黎秋心里忽然有了一丝酸涩。他从陈辞——他自认为的、除开谢承之外最好的朋友身上体会感受到巨大的背叛和欺骗,却不敌此刻晏安揭开自己的伪装带给他的心酸重。
也或许是因为一路积攒了太多负面情绪,他习惯将这些事情隐藏,然而却微妙的情绪却能被人敏感地捕捉,发现。
黎秋没有说话。晏安耐心地等了一会儿,转身关灯翻身上了床。黎秋静静等了一会儿,在黑暗之中睁眼,听见对方均匀的呼吸声,鼻头发酸,眼泪就流了下来。
压力很大的时候他其实也哭过。自从黎琳去世后,他再没怎么哭过,此刻也只是掉了两滴泪便再也哭不出来了。他心想,真他妈矫情。却分不清到底是因为陈辞骗他还是晏安懂他。正当黎秋吸了口气,准备闭眼睡觉的时候,一双冰冷的手伸了过来,轻柔地为他拭去脸颊泪水。
晏安轻轻地:“哥。”
☆、第 50 章
黎秋前一晚喝了酒又受药物影响,免疫力比平时差了许多,在冷水里泡了一个小时,尽管晏安发现后第一时间让他换上了干净衣服,但还是发了烧。
他这样的人,平时不怎么生病,一病起来就格外吓人。晏安后半夜睡得不□□稳,碰到兄长滚烫的皮肤彻底清醒,拿出体温计给他量了量,又手忙脚乱地跑去找药。折腾到后半夜,天将破晓,才转成了低烧。

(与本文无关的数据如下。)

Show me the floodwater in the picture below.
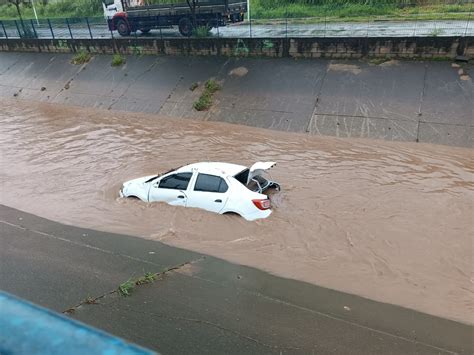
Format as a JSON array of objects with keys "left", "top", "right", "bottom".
[{"left": 1, "top": 98, "right": 472, "bottom": 324}]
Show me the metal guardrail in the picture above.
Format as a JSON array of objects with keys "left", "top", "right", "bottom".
[
  {"left": 0, "top": 3, "right": 473, "bottom": 39},
  {"left": 0, "top": 291, "right": 155, "bottom": 355}
]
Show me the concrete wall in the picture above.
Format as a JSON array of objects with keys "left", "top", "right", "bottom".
[
  {"left": 0, "top": 36, "right": 472, "bottom": 60},
  {"left": 1, "top": 52, "right": 472, "bottom": 147}
]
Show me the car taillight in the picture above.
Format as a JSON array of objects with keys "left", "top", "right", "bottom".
[{"left": 252, "top": 199, "right": 271, "bottom": 210}]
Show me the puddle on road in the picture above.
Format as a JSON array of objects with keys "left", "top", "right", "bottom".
[{"left": 1, "top": 98, "right": 472, "bottom": 324}]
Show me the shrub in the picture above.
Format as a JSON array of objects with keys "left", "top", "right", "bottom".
[
  {"left": 205, "top": 79, "right": 221, "bottom": 94},
  {"left": 193, "top": 79, "right": 221, "bottom": 111},
  {"left": 193, "top": 92, "right": 212, "bottom": 111},
  {"left": 111, "top": 54, "right": 126, "bottom": 67},
  {"left": 71, "top": 50, "right": 91, "bottom": 65},
  {"left": 194, "top": 25, "right": 211, "bottom": 38}
]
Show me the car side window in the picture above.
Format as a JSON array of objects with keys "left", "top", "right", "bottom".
[
  {"left": 194, "top": 174, "right": 228, "bottom": 193},
  {"left": 158, "top": 173, "right": 192, "bottom": 190}
]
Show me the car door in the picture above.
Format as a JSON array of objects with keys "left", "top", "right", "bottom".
[
  {"left": 148, "top": 172, "right": 192, "bottom": 207},
  {"left": 186, "top": 173, "right": 230, "bottom": 213}
]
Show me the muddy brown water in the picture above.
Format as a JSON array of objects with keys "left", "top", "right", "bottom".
[{"left": 1, "top": 98, "right": 473, "bottom": 324}]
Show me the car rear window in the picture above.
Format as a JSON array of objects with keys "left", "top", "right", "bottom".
[
  {"left": 159, "top": 173, "right": 192, "bottom": 190},
  {"left": 234, "top": 169, "right": 249, "bottom": 185},
  {"left": 194, "top": 174, "right": 228, "bottom": 193}
]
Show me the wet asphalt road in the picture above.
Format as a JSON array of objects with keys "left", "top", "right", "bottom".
[
  {"left": 1, "top": 204, "right": 472, "bottom": 354},
  {"left": 1, "top": 19, "right": 473, "bottom": 39}
]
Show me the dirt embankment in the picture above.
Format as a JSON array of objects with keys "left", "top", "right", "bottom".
[{"left": 1, "top": 98, "right": 473, "bottom": 324}]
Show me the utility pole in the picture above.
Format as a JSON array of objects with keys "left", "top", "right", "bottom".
[
  {"left": 247, "top": 0, "right": 249, "bottom": 21},
  {"left": 31, "top": 0, "right": 39, "bottom": 25}
]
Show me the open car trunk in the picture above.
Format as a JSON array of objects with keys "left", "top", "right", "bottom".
[{"left": 234, "top": 162, "right": 280, "bottom": 193}]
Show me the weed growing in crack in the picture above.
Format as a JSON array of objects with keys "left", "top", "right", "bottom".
[
  {"left": 118, "top": 272, "right": 158, "bottom": 296},
  {"left": 111, "top": 54, "right": 126, "bottom": 67},
  {"left": 118, "top": 279, "right": 135, "bottom": 297},
  {"left": 71, "top": 51, "right": 92, "bottom": 65},
  {"left": 84, "top": 296, "right": 98, "bottom": 304},
  {"left": 205, "top": 79, "right": 220, "bottom": 94},
  {"left": 136, "top": 272, "right": 157, "bottom": 285},
  {"left": 193, "top": 79, "right": 221, "bottom": 111},
  {"left": 194, "top": 26, "right": 211, "bottom": 38}
]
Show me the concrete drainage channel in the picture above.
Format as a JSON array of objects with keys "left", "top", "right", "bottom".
[
  {"left": 0, "top": 44, "right": 473, "bottom": 353},
  {"left": 0, "top": 51, "right": 472, "bottom": 147}
]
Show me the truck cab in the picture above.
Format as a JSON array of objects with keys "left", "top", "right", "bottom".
[{"left": 102, "top": 0, "right": 123, "bottom": 20}]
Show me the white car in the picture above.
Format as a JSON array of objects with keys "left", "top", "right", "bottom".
[{"left": 120, "top": 162, "right": 280, "bottom": 221}]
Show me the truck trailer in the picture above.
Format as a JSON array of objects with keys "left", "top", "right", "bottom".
[{"left": 103, "top": 0, "right": 247, "bottom": 37}]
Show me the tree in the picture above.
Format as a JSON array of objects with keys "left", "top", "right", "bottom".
[
  {"left": 7, "top": 0, "right": 31, "bottom": 37},
  {"left": 8, "top": 0, "right": 23, "bottom": 20}
]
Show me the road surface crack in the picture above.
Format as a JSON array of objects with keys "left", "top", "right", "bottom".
[
  {"left": 107, "top": 59, "right": 160, "bottom": 111},
  {"left": 62, "top": 257, "right": 205, "bottom": 314},
  {"left": 306, "top": 61, "right": 329, "bottom": 133}
]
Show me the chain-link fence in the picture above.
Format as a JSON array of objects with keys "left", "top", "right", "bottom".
[{"left": 0, "top": 0, "right": 473, "bottom": 39}]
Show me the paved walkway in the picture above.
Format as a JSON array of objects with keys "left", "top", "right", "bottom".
[{"left": 0, "top": 19, "right": 472, "bottom": 39}]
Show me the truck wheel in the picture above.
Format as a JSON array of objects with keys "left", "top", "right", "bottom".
[
  {"left": 116, "top": 19, "right": 131, "bottom": 36},
  {"left": 178, "top": 17, "right": 193, "bottom": 37}
]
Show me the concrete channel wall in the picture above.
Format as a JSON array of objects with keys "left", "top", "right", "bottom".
[
  {"left": 0, "top": 52, "right": 472, "bottom": 147},
  {"left": 1, "top": 36, "right": 473, "bottom": 60}
]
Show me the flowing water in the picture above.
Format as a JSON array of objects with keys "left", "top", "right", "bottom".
[{"left": 1, "top": 98, "right": 472, "bottom": 324}]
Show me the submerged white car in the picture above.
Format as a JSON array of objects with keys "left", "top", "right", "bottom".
[{"left": 120, "top": 162, "right": 280, "bottom": 221}]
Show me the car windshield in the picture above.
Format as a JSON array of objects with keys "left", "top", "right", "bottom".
[
  {"left": 145, "top": 167, "right": 182, "bottom": 183},
  {"left": 144, "top": 175, "right": 160, "bottom": 183}
]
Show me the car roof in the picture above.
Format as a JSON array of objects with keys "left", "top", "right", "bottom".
[{"left": 177, "top": 162, "right": 247, "bottom": 177}]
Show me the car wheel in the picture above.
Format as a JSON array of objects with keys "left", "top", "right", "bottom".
[
  {"left": 140, "top": 28, "right": 151, "bottom": 34},
  {"left": 116, "top": 19, "right": 131, "bottom": 36},
  {"left": 178, "top": 17, "right": 194, "bottom": 37},
  {"left": 223, "top": 211, "right": 241, "bottom": 217}
]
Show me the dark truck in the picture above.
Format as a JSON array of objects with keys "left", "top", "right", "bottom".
[{"left": 103, "top": 0, "right": 247, "bottom": 37}]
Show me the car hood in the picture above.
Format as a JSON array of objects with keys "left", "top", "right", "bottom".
[
  {"left": 123, "top": 175, "right": 157, "bottom": 187},
  {"left": 247, "top": 162, "right": 276, "bottom": 184}
]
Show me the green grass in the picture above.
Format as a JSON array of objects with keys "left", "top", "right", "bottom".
[
  {"left": 250, "top": 0, "right": 473, "bottom": 21},
  {"left": 118, "top": 272, "right": 158, "bottom": 297},
  {"left": 193, "top": 79, "right": 221, "bottom": 111},
  {"left": 71, "top": 50, "right": 91, "bottom": 65},
  {"left": 205, "top": 79, "right": 221, "bottom": 94},
  {"left": 135, "top": 272, "right": 157, "bottom": 285},
  {"left": 0, "top": 0, "right": 102, "bottom": 20},
  {"left": 118, "top": 279, "right": 135, "bottom": 297},
  {"left": 111, "top": 54, "right": 126, "bottom": 67},
  {"left": 193, "top": 92, "right": 213, "bottom": 111},
  {"left": 194, "top": 26, "right": 211, "bottom": 38}
]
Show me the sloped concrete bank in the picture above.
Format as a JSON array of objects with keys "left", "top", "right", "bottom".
[
  {"left": 0, "top": 51, "right": 472, "bottom": 147},
  {"left": 1, "top": 204, "right": 471, "bottom": 354}
]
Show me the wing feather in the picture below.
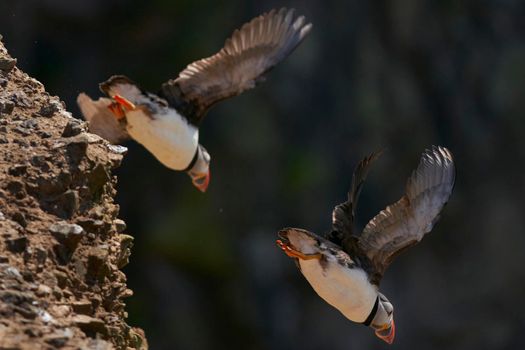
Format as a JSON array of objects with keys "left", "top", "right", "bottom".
[
  {"left": 358, "top": 146, "right": 455, "bottom": 279},
  {"left": 160, "top": 8, "right": 312, "bottom": 125},
  {"left": 329, "top": 151, "right": 382, "bottom": 251}
]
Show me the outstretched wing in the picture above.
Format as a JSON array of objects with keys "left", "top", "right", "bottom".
[
  {"left": 77, "top": 93, "right": 129, "bottom": 144},
  {"left": 160, "top": 8, "right": 312, "bottom": 125},
  {"left": 329, "top": 151, "right": 382, "bottom": 254},
  {"left": 358, "top": 146, "right": 455, "bottom": 281}
]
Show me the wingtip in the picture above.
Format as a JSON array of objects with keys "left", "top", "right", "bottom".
[
  {"left": 425, "top": 145, "right": 454, "bottom": 165},
  {"left": 263, "top": 7, "right": 312, "bottom": 35},
  {"left": 281, "top": 7, "right": 291, "bottom": 17},
  {"left": 76, "top": 92, "right": 96, "bottom": 114},
  {"left": 417, "top": 146, "right": 456, "bottom": 193},
  {"left": 76, "top": 92, "right": 88, "bottom": 103},
  {"left": 301, "top": 22, "right": 313, "bottom": 36},
  {"left": 370, "top": 148, "right": 385, "bottom": 161}
]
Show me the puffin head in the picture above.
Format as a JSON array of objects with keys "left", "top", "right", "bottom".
[
  {"left": 187, "top": 145, "right": 211, "bottom": 192},
  {"left": 369, "top": 293, "right": 395, "bottom": 344}
]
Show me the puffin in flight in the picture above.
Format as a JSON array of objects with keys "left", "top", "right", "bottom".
[
  {"left": 77, "top": 8, "right": 311, "bottom": 192},
  {"left": 277, "top": 146, "right": 455, "bottom": 344}
]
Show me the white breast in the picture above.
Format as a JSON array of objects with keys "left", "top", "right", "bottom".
[
  {"left": 299, "top": 256, "right": 377, "bottom": 323},
  {"left": 125, "top": 108, "right": 199, "bottom": 170}
]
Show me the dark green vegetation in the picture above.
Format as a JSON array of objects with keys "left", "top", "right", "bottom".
[{"left": 1, "top": 1, "right": 524, "bottom": 349}]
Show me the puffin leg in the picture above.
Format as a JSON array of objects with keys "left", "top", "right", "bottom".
[
  {"left": 107, "top": 101, "right": 126, "bottom": 120},
  {"left": 107, "top": 94, "right": 136, "bottom": 120},
  {"left": 276, "top": 240, "right": 322, "bottom": 260},
  {"left": 113, "top": 94, "right": 136, "bottom": 110}
]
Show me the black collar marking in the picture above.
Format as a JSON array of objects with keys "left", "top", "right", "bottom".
[
  {"left": 361, "top": 296, "right": 379, "bottom": 327},
  {"left": 183, "top": 147, "right": 200, "bottom": 172}
]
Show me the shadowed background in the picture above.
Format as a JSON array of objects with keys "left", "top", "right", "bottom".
[{"left": 2, "top": 0, "right": 525, "bottom": 349}]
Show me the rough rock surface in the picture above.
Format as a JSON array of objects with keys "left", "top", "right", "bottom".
[{"left": 0, "top": 37, "right": 146, "bottom": 349}]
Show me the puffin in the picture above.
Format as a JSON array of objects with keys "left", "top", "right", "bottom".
[
  {"left": 77, "top": 8, "right": 311, "bottom": 192},
  {"left": 276, "top": 146, "right": 455, "bottom": 344}
]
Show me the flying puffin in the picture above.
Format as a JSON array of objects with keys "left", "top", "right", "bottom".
[
  {"left": 77, "top": 8, "right": 311, "bottom": 192},
  {"left": 277, "top": 146, "right": 455, "bottom": 344}
]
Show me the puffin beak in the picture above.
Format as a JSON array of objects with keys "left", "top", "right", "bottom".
[
  {"left": 107, "top": 94, "right": 135, "bottom": 120},
  {"left": 375, "top": 318, "right": 395, "bottom": 344},
  {"left": 276, "top": 238, "right": 322, "bottom": 260},
  {"left": 192, "top": 169, "right": 210, "bottom": 193}
]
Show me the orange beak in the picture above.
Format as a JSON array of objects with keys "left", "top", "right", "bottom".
[{"left": 375, "top": 318, "right": 395, "bottom": 344}]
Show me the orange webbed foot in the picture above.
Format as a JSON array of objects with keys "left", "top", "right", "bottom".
[
  {"left": 107, "top": 94, "right": 136, "bottom": 120},
  {"left": 108, "top": 101, "right": 126, "bottom": 120}
]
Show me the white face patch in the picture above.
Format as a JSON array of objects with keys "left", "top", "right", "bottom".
[
  {"left": 286, "top": 230, "right": 319, "bottom": 255},
  {"left": 372, "top": 294, "right": 394, "bottom": 327},
  {"left": 189, "top": 146, "right": 210, "bottom": 175}
]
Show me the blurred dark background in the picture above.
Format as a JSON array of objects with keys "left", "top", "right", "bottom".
[{"left": 2, "top": 0, "right": 525, "bottom": 349}]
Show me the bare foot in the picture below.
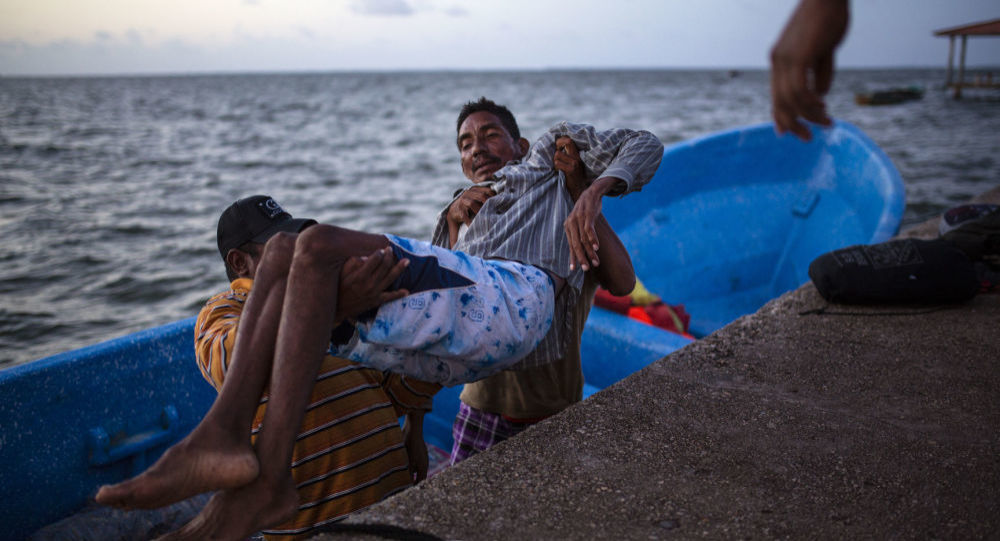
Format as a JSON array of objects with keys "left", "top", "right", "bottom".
[
  {"left": 95, "top": 435, "right": 259, "bottom": 510},
  {"left": 156, "top": 475, "right": 299, "bottom": 541}
]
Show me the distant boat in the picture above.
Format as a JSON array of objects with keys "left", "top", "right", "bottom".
[
  {"left": 0, "top": 120, "right": 905, "bottom": 537},
  {"left": 855, "top": 86, "right": 924, "bottom": 106}
]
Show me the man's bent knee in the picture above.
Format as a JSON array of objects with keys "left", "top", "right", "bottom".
[
  {"left": 294, "top": 225, "right": 352, "bottom": 270},
  {"left": 263, "top": 232, "right": 297, "bottom": 263},
  {"left": 254, "top": 233, "right": 298, "bottom": 281},
  {"left": 295, "top": 225, "right": 390, "bottom": 265}
]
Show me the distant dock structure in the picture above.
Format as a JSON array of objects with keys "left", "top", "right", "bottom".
[{"left": 934, "top": 18, "right": 1000, "bottom": 99}]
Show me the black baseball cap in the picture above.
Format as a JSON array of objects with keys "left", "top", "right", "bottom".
[{"left": 217, "top": 195, "right": 316, "bottom": 259}]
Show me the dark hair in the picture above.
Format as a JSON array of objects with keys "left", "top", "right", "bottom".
[
  {"left": 224, "top": 241, "right": 263, "bottom": 281},
  {"left": 456, "top": 97, "right": 520, "bottom": 141}
]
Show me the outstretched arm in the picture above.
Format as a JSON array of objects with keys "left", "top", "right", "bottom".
[{"left": 770, "top": 0, "right": 849, "bottom": 141}]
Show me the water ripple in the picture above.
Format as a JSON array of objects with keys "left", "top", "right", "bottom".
[{"left": 1, "top": 69, "right": 996, "bottom": 367}]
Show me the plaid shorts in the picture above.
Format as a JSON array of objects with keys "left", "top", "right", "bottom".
[{"left": 449, "top": 402, "right": 538, "bottom": 465}]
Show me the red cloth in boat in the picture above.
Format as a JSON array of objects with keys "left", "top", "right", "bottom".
[{"left": 594, "top": 287, "right": 693, "bottom": 338}]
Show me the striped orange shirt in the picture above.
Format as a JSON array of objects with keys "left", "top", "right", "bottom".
[{"left": 194, "top": 278, "right": 441, "bottom": 539}]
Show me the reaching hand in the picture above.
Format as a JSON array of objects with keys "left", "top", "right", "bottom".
[
  {"left": 335, "top": 247, "right": 409, "bottom": 323},
  {"left": 770, "top": 0, "right": 849, "bottom": 141}
]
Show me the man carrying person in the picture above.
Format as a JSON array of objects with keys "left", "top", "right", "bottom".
[
  {"left": 96, "top": 111, "right": 661, "bottom": 540},
  {"left": 196, "top": 195, "right": 443, "bottom": 539},
  {"left": 437, "top": 98, "right": 659, "bottom": 463}
]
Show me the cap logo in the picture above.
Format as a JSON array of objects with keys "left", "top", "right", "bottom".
[{"left": 257, "top": 198, "right": 285, "bottom": 219}]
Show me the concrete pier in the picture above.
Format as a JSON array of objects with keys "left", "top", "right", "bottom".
[{"left": 320, "top": 188, "right": 1000, "bottom": 540}]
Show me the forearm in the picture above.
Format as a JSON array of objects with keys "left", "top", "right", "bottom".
[
  {"left": 403, "top": 410, "right": 425, "bottom": 438},
  {"left": 402, "top": 410, "right": 429, "bottom": 482},
  {"left": 583, "top": 178, "right": 635, "bottom": 294},
  {"left": 571, "top": 177, "right": 635, "bottom": 292},
  {"left": 592, "top": 213, "right": 635, "bottom": 295},
  {"left": 595, "top": 130, "right": 663, "bottom": 195}
]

晏安只小睡了会儿,便起来给黎秋熬粥。小火在砂锅里煨了半天,米粒爆开,晏安尝了口,软糯鲜香。他关了火,盛了大半在保温盒里。
黎秋的手机放在客厅桌子上。昨晚他太疲惫,泡澡之前把手机随手一放,都没想得起来在哪。晏安从厨房出来,正打算去看看黎秋的状态,忽然听到黎秋的手机响了。
晏安拿起一看,来电人的名字是陈辞。
他瞳孔微缩,挂了电话。然而没等多久,陈辞的电话又打了过来。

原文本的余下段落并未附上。